I wrote this extension with two primary goals in mind. First, I wanted to be able to build geologic cross sections in ArcGIS using borehole data without having to purchase an expensive plug-in or a separate software package. In this respect, I have mostly succeeded (Figure 7). The greatest inflexibility is that data in the output layers are not dynamically linked to the input layers or selections, that is, many output files are often generated before an acceptable set is decided upon. As a result, the user must exercise good file management. But the primary advantages are that the symbology of the layers in the map view can be used for the cross section layers and, at least if the geodatabase format is being used, the cross section layers can accompany the map view layers in the same data container.

My second goal was to devise a method for taking interpreted cross section data from the cross section view and converting them into 3D features that would be viewable in a 3D viewing program, such as ArcScene or Earthvision.
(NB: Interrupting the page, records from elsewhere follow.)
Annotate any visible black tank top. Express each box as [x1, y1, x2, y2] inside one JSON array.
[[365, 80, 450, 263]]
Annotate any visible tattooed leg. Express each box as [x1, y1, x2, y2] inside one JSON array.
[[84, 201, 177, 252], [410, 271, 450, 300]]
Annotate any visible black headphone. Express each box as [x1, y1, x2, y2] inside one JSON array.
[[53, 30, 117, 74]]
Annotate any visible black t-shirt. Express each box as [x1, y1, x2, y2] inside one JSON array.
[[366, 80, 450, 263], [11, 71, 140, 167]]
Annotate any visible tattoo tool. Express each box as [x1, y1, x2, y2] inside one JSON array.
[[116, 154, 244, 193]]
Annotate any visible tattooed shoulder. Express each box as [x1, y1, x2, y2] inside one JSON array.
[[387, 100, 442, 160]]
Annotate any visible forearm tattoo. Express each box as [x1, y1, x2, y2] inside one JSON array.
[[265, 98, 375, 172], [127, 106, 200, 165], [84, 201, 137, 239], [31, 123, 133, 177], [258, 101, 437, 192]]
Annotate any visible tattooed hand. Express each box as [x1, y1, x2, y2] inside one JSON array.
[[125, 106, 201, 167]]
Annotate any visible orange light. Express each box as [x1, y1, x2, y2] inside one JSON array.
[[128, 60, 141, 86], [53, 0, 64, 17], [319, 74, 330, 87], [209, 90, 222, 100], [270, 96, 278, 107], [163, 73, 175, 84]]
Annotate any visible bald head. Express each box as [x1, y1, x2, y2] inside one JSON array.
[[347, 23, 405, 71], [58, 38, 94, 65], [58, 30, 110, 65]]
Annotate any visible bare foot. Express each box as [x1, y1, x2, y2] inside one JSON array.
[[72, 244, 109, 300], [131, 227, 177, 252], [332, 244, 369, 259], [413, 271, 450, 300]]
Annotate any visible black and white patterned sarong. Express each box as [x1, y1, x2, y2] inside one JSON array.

The extension does not yet do this, but I describe the presumed method here in the event that another developer will wish to implement it. Again, linear referencing will be the key. The process would be to take the X coordinate of every vertex or point in the cross section view and treat that value as an M value which can be referenced to the cross section route in the map view. The X and Y at that measure of M could then be used to create a new vertex or point where the Z value is equal to the Y coordinate from the cross section view. At that point, the process will have come full circle and the new features will have been elevated from simple graphics to attributed spatial features that can be viewed and analyzed alongside other subsurface data.